Solve Physics Free Fall Question: Height of Building

[Corneo]

I'm really bad at physics so please excuse me. But I would like some help on this question. I would like to be able to solve it without plugging in any numbers until the end.

If a person steps off a building of height h, and free falls on the way down to the bottom. What is the height of the building if he falls a distance of h/4 in his last 1 second of fall.

Any ideas?

 

[Doc Al]

What's the relationship between distance fallen and time for a falling object?

 

[Corneo]

Is it$$t=\frac {2 \Delta x}{ v+v_0}$$?

Then all I have to solve is
$$\frac {h}{4} = \frac {1}{2}g \left(\frac {2 \Delta x}{ v+v_0} - 1 \right)^2 + v_0 \left(\frac {2 \Delta x}{ v+v_0}-1 \right)+h$$

Where $$v_0=0, \Delta x = \frac {3h}{4}$$. Am I correct?

 

[Integral]

Your basic problem is:

$$x(t) = - \frac {g t^2} 2 + V_0 t + X_0$$

$$V_0 =0$$
$$X_0 =h$$

so you get an equation of motion as:
$$x(t) = - \frac {g t^2} 2 + h$$

Solve for t when x=0, this will give you an expression, call it T, for the time of the fall in terms of g and h. Now you know that

$$x(T-1) = \frac h 4$$

use this in your equation of motion to find h.

 

[Corneo]

Oh I see, ok thanks a lot.

 

[KnowledgeIsPower]

Alternatively you can use the four basic constant acceleration equations in a simultaneous equation i think.

 

[thermodynamicaldude]

You could also solve this way:

let t = time it takes to fall.

since x = .5gt^2 (one of the general motion equations)

h = .5g(t^2)

.75h = .5g(t - 1)^2 (since time will be t-1 when it has fallen .75h)

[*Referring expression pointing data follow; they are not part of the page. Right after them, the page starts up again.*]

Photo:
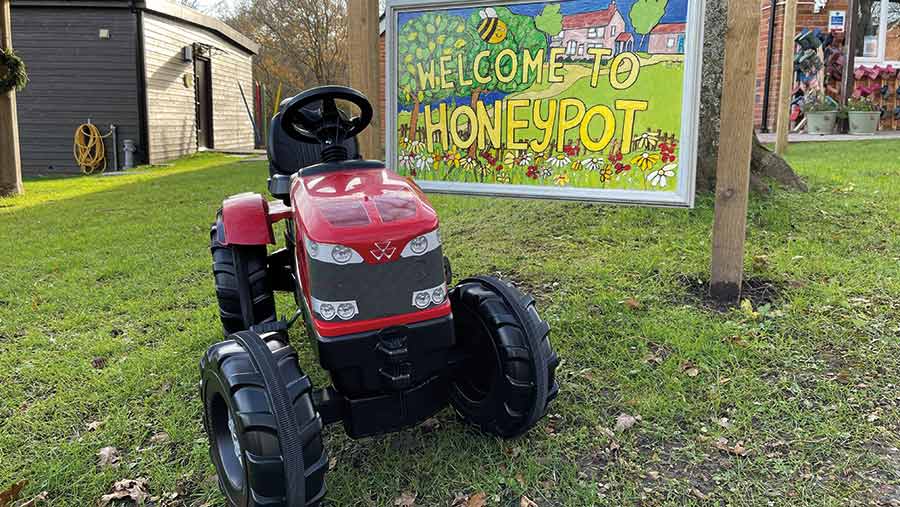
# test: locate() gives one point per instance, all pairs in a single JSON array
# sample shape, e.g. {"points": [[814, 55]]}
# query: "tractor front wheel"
{"points": [[243, 290], [260, 460], [508, 380]]}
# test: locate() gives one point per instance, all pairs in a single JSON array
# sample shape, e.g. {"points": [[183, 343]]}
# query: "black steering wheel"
{"points": [[325, 124]]}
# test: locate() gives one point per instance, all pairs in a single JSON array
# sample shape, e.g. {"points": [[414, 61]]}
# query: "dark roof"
{"points": [[590, 19], [165, 8], [669, 28]]}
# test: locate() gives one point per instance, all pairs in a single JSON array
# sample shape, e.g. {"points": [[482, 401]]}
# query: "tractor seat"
{"points": [[288, 156]]}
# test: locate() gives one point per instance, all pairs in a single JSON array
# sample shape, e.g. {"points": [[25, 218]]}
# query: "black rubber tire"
{"points": [[506, 385], [243, 289], [232, 386]]}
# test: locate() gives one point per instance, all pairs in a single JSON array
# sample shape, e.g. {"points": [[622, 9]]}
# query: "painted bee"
{"points": [[491, 29]]}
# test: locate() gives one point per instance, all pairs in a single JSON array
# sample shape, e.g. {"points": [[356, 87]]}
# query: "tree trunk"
{"points": [[414, 119], [765, 164]]}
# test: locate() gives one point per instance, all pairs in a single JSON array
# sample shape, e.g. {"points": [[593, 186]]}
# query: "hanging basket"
{"points": [[12, 71]]}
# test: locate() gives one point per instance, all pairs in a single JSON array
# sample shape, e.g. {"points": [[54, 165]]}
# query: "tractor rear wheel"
{"points": [[243, 290], [509, 379], [260, 461]]}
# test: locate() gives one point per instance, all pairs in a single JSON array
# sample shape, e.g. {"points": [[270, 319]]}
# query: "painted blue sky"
{"points": [[676, 11]]}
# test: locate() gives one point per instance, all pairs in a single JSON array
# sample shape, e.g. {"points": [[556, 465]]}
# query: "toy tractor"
{"points": [[362, 257]]}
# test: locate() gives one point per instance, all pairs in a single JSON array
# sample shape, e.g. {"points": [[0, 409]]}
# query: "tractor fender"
{"points": [[245, 218]]}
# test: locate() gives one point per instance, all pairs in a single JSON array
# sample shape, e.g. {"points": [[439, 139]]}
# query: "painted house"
{"points": [[667, 38], [591, 30], [165, 75]]}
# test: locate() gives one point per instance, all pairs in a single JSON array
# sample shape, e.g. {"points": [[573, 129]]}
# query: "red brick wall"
{"points": [[805, 19]]}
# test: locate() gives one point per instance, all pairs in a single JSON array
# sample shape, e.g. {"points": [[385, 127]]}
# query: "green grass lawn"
{"points": [[790, 403]]}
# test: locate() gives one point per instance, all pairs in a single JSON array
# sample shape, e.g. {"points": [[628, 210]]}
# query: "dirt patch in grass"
{"points": [[760, 291]]}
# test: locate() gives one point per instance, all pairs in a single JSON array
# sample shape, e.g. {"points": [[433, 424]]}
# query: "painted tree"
{"points": [[645, 15], [422, 42], [549, 21], [521, 34]]}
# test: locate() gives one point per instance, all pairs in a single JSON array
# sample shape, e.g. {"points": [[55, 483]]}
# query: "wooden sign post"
{"points": [[735, 144], [10, 159], [364, 69], [783, 127]]}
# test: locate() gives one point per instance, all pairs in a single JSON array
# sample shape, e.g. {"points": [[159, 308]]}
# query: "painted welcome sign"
{"points": [[578, 99]]}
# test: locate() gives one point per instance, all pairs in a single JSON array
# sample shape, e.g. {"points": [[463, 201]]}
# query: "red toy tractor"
{"points": [[363, 259]]}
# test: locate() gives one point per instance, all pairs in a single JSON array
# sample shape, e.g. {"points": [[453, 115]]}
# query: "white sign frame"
{"points": [[681, 197]]}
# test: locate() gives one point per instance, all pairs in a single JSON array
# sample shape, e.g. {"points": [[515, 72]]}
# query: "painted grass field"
{"points": [[106, 305]]}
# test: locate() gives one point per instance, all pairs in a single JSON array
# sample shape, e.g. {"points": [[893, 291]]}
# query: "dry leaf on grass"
{"points": [[625, 421], [109, 456], [737, 449], [406, 499], [632, 304], [127, 489], [39, 498], [11, 494], [160, 438], [477, 500]]}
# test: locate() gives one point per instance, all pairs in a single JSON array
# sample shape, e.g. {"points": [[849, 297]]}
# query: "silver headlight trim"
{"points": [[433, 241]]}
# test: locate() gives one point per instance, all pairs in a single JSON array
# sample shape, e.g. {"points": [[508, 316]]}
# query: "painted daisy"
{"points": [[659, 178], [645, 160], [559, 160], [592, 164]]}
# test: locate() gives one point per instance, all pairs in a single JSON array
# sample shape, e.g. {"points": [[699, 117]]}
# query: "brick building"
{"points": [[877, 43]]}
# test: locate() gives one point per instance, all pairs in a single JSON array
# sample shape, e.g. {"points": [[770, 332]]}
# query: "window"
{"points": [[878, 33]]}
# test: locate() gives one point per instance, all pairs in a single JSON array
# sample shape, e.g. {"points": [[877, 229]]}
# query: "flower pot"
{"points": [[820, 122], [864, 122]]}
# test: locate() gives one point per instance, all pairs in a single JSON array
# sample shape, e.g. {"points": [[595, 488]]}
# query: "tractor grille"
{"points": [[380, 290]]}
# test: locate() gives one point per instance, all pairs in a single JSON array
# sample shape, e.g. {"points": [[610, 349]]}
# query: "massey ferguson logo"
{"points": [[383, 251]]}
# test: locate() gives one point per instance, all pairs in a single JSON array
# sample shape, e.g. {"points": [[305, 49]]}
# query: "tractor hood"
{"points": [[372, 210]]}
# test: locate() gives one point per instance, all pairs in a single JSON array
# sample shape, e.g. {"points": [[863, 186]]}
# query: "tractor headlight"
{"points": [[437, 295], [341, 254], [421, 245], [332, 254], [345, 310], [327, 311], [422, 299]]}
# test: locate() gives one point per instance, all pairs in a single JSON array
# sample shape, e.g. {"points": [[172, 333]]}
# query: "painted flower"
{"points": [[645, 160], [593, 164], [407, 159], [648, 140], [606, 174], [468, 164], [559, 160], [659, 177]]}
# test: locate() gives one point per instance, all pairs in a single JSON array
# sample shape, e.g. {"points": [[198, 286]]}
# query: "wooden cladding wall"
{"points": [[171, 113]]}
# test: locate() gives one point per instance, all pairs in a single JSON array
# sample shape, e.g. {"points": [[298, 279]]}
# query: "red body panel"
{"points": [[342, 207], [246, 220]]}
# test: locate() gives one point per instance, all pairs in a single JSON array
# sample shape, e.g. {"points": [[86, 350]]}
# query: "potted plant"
{"points": [[863, 116], [821, 113]]}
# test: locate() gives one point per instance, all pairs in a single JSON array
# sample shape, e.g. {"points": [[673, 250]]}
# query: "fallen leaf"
{"points": [[406, 499], [624, 422], [127, 489], [109, 456], [11, 494], [477, 500], [160, 438], [632, 304], [40, 497]]}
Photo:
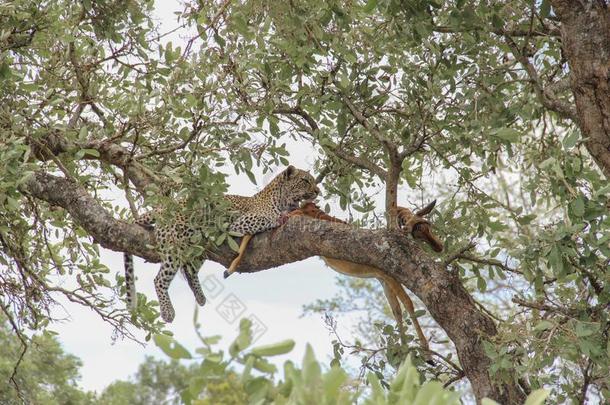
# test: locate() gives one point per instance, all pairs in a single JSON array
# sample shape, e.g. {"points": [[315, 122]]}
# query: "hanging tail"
{"points": [[130, 282]]}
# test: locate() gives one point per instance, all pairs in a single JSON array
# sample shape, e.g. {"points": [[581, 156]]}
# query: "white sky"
{"points": [[274, 296]]}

just subtract one equation from another to get .25h = .5(t^2) - .5(t - 1)^2...and simplify to further get...

... h/4 = 2g(2t - 1)...multiply by 4 to get:

h = 2g(2t - 1)...and set this back equal to:

.5g(t^2) = 2g(2t - 1)...this ends up becoming t^2 - 8t + 4 = 0...and then solve for t with the quadratic. Now that you know t, you can easily find h.